Treatment Options for Chronic and Steroid-Refractory GVHD

Video

A detailed discussion on first-line treatment options for chronic GVHD and options for patients with steroid-refractory chronic GVHD.

Transcript:

Preet M. Chaudhary, MD, PhD: What are the first-line treatment options that you use for chronic GVHD [graft-vs-host disease]?

Eric Leon Tam, MD: For chronic GVHD, the first line of treatment typically is high-dose steroids and if the patient is off of immunosuppression like tacrolimus, we restart it. If they’re still on it, then we need to consider increasing the dose for these patients and that’s typically still the standard first-line treatment. For the second-line treatment, we have new therapies now but the second line and the sequencing of them can oftentimes be a little bit less standard and physician and practice-based.

Preet M. Chaudhary, MD, PhD: Does the site of the disease or the site of the organs which are involved with GVHD affect your treatment choice?

Eric Leon Tam, MD: It does, particularly if it’s steroid refractory. Steroids will typically work very well for most types of GVHD. We can consider certain times even a mild dose instead of a very large dose if it’s not very severe, but steroids seem to work very well for most types of organs, for most organ systems. When it’s steroid refractory and the steroid is not doing as much, or not improving as much, as we’d like then we definitely need to take into account the organ system that’s being affected.

There are certain therapies that seem to work a little bit better in certain organs. For example, ECP [extracorporeal photopheresis], which is a phototherapy usually works a little bit better for the skin and lungs in chronic GVHD. The new JAK [Janus kinase] inhibitor and the ROCK [Rho-kinase] inhibitor usually works a little bit better for multiple sclerosis as well, so lung GVHD, GI [gastrointestinal] GVHD, and the skin, they work very well for. Ibrutinib [Imbruvica], which is not very often used anymore, but seems to work very well in the skin but not so much in the other organ systems.

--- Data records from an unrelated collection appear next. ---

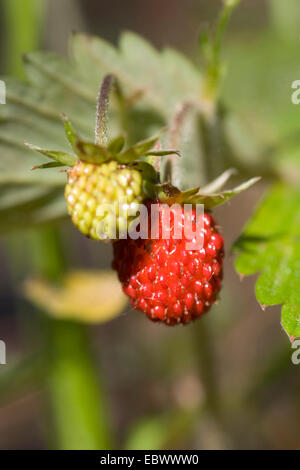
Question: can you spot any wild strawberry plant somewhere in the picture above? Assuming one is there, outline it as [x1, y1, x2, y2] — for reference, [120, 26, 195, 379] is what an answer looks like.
[0, 1, 300, 336]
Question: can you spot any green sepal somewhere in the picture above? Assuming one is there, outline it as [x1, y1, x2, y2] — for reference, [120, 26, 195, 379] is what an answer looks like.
[76, 140, 113, 165]
[130, 161, 158, 184]
[24, 142, 78, 166]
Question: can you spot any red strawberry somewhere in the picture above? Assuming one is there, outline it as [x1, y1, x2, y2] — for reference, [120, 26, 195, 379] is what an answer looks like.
[113, 202, 224, 325]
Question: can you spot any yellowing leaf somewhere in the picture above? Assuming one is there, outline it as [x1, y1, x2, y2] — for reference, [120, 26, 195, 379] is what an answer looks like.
[24, 271, 126, 323]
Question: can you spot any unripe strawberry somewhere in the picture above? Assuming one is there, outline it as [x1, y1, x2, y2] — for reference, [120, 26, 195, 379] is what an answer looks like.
[65, 160, 144, 240]
[113, 203, 224, 325]
[27, 116, 176, 240]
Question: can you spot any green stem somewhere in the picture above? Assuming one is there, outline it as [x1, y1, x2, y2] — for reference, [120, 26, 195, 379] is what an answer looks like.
[2, 0, 110, 449]
[47, 320, 111, 450]
[95, 75, 125, 146]
[193, 318, 221, 421]
[2, 0, 47, 78]
[31, 228, 111, 450]
[204, 0, 240, 103]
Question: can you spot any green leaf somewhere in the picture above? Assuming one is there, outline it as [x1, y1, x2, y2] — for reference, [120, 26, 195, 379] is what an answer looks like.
[183, 177, 260, 209]
[234, 184, 300, 336]
[31, 162, 65, 170]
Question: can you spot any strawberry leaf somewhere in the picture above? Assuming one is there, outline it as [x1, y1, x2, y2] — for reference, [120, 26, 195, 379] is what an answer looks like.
[182, 177, 260, 209]
[234, 184, 300, 337]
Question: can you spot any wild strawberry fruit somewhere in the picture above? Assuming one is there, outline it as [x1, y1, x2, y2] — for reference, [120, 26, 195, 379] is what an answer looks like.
[113, 202, 224, 325]
[65, 160, 144, 240]
[27, 75, 178, 240]
[27, 116, 176, 240]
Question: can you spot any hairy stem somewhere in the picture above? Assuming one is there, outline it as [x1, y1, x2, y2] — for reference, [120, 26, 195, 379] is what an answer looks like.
[95, 75, 124, 146]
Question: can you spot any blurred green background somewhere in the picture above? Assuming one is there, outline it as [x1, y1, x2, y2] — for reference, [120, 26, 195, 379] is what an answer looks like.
[0, 0, 300, 449]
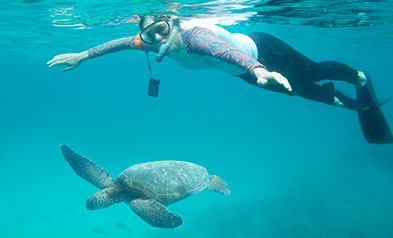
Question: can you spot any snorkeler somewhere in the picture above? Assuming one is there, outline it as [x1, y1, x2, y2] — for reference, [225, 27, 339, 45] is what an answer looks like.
[47, 15, 393, 144]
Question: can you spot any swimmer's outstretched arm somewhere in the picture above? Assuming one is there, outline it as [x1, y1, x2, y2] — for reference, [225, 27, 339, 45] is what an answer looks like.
[46, 36, 153, 71]
[183, 27, 292, 92]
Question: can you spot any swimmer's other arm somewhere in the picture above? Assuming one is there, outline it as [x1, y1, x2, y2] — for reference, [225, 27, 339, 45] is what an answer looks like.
[46, 36, 149, 71]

Preet M. Chaudhary, MD, PhD: Jakafi [ruxolitinib] seems to have an effect in most organs.

Eric Leon Tam, MD: Yes, it does. Jakafi and belumosudil [Rezurock] seem to have an effect in most organs.

Preet M. Chaudhary, MD, PhD: What are the main side effects that you see in patients who are on steroids?

Eric Leon Tam, MD: Steroids are a very heavy double-edged sword here, especially for our chronic GVHD symptoms. They have to usually stay on steroids for a long period of time. The main concern we always have with high-dose steroids for a long period is the patient getting an infection, so if they’re not already on it we have to restart antifungal prophylaxis, PJP [pneumocystis jiroveci pneumonia] prophylaxis and things like that.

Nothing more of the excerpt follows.